Finalmente, o arguido depôs ainda sobre a sua condição familiar e económica em termos acerca dos quais não existiram razões para duvidar e como se deu como provado, e quanto ao apontado antecedente criminal do arguido, foi relevante o respectivo CRC de fls. 125 a 127.


 *

O âmbito do recurso é dado pelas conclusões extraídas pelo recorrente da respetiva motivação. (Cf. entre outros, os acórdãos do STJ de 19-6-96 [1] e de 24-3-1999 [2] e Conselheiros Simas Santos e Leal Henriques, in Recursos em Processo Penal, 6.ª edição, 2007, pág. 103).

São apenas as questões suscitadas pelo recorrente e sumariadas nas respetivas conclusões que o tribunal de recurso tem de apreciar [3], sem prejuízo das de conhecimento oficioso.

Como bem esclarecem os Conselheiros Simas Santos e Leal-Henriques, «Se o recorrente não retoma nas conclusões, as questões que suscitou na motivação, o tribunal superior, como vem entendendo o STJ, só conhece das questões resumidas nas conclusões, por aplicação do disposto no art. 684.º, n.º3 do CPC. [art.635.º, n.º 4 do Novo C.P.C.]» (in Código de Processo Penal anotado, 2.ª edição, Vol. II, pág. 801).  

No caso dos autos, face às conclusões da motivação do recorrente … a questão a decidir é a seguinte:

- se a pena acessória de inibição de conduzir veículos com motor pelo período de 5 meses viola o disposto nos artigos 40.º, 69º, 70º e 71º, todos do Código Penal, devendo ser reduzida para o seu limite mínimo legalmente estabelecido ou para medida mais próxima deste limite.
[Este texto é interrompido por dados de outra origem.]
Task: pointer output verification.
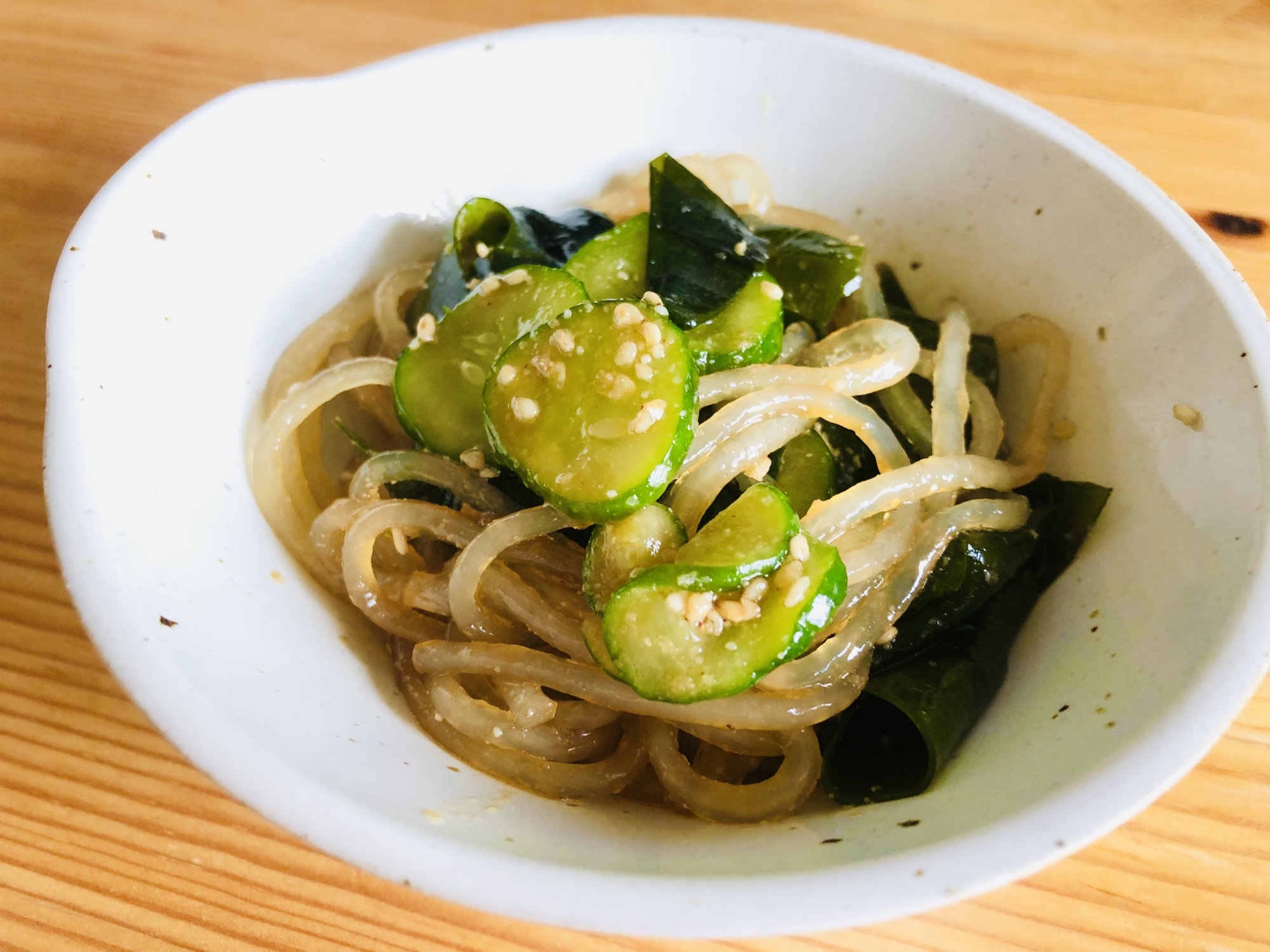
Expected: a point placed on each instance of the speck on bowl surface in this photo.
(210, 251)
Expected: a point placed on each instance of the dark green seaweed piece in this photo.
(893, 742)
(700, 253)
(561, 235)
(807, 470)
(982, 361)
(813, 268)
(444, 290)
(491, 238)
(857, 463)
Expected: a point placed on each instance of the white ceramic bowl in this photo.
(279, 200)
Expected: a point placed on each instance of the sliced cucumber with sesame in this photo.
(614, 265)
(750, 538)
(747, 331)
(595, 412)
(657, 648)
(620, 550)
(807, 472)
(438, 388)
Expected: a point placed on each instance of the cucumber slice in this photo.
(614, 265)
(441, 294)
(751, 538)
(666, 658)
(618, 552)
(747, 331)
(584, 431)
(815, 270)
(516, 237)
(807, 472)
(438, 388)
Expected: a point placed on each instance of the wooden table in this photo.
(111, 840)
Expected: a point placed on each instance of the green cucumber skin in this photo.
(594, 263)
(519, 237)
(697, 572)
(749, 329)
(815, 614)
(669, 539)
(413, 418)
(628, 501)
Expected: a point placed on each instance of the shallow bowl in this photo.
(213, 248)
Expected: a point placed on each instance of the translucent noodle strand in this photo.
(269, 477)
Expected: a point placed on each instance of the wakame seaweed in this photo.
(893, 742)
(520, 235)
(700, 253)
(512, 237)
(982, 361)
(815, 270)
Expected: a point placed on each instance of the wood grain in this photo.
(111, 841)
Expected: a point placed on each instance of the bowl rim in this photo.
(690, 907)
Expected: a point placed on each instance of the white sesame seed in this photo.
(525, 409)
(698, 606)
(399, 541)
(1188, 417)
(642, 422)
(627, 354)
(799, 548)
(791, 571)
(627, 315)
(755, 591)
(563, 341)
(798, 592)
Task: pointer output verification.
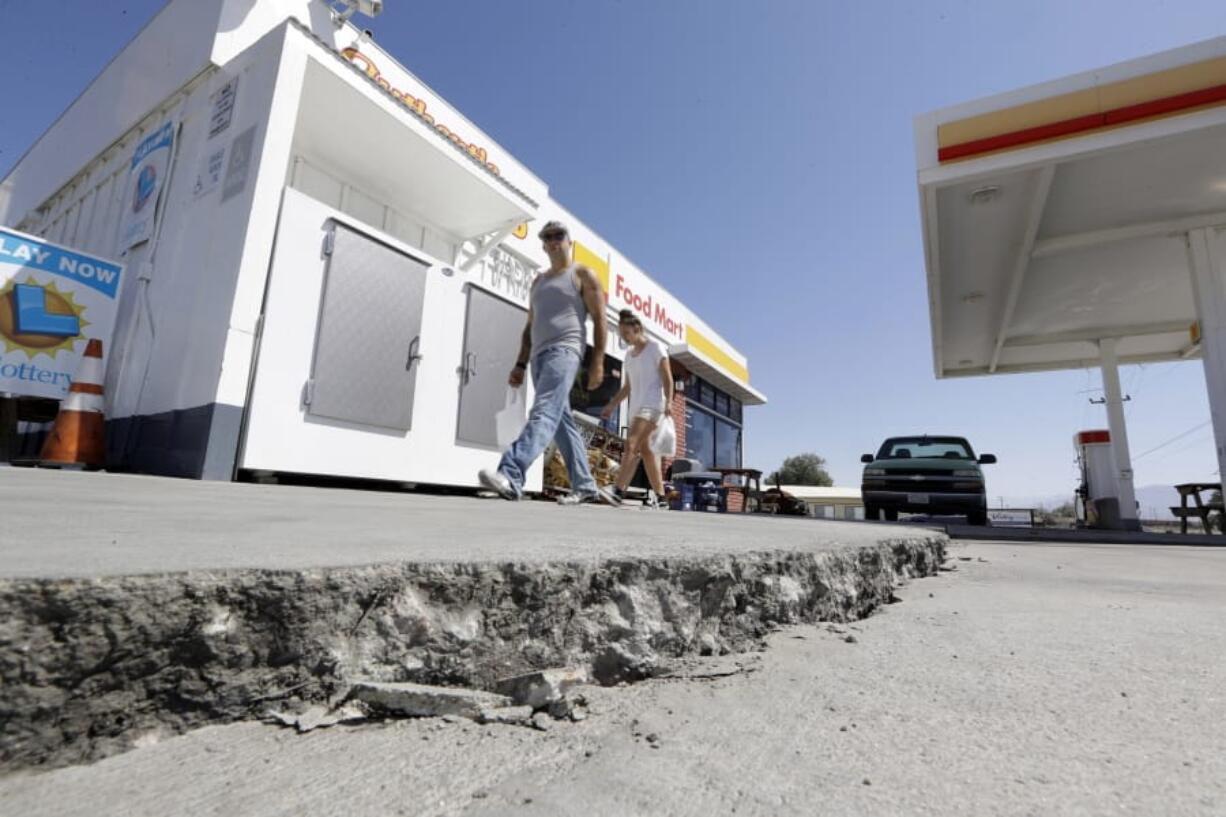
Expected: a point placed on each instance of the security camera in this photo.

Passemos ao seu conhecimento.

O Tribunal a quo fundamentou a aplicação ao arguido … da pena acessória de inibição de conduzir veículos com motor, pelo período de 5 meses, considerando para tanto “essencialmente os mesmos elementos” tidos em conta para a aplicação da pena principal. Ou seja, o nível das exigências de prevenção geral é especialmente elevado atenta a frequência e banalização com que o crime de condução de veículo em estado de embriaguez é praticado nos dias de hoje e face ainda à elevadíssima sinistralidade rodoviárias que se verifica no nosso país; as exigências de prevenção especial são reduzidas atendendo a que o arguido apresenta ainda hoje apenas um antecedente criminal pela prática de um crime de falsificação de documento, o qual não assume aqui especial relevância, na medida em que se reveste de natureza totalmente diversa daquele que está em apreço nos presentes autos; e a culpa é de grau mediano, nada sendo de relevar de especial a favor ou contra o arguido, sendo pouco significativa a confissão integral e sem reservas pois os factos em causa são inequívocos e foram presenciados em flagrante delito por agentes da autoridade.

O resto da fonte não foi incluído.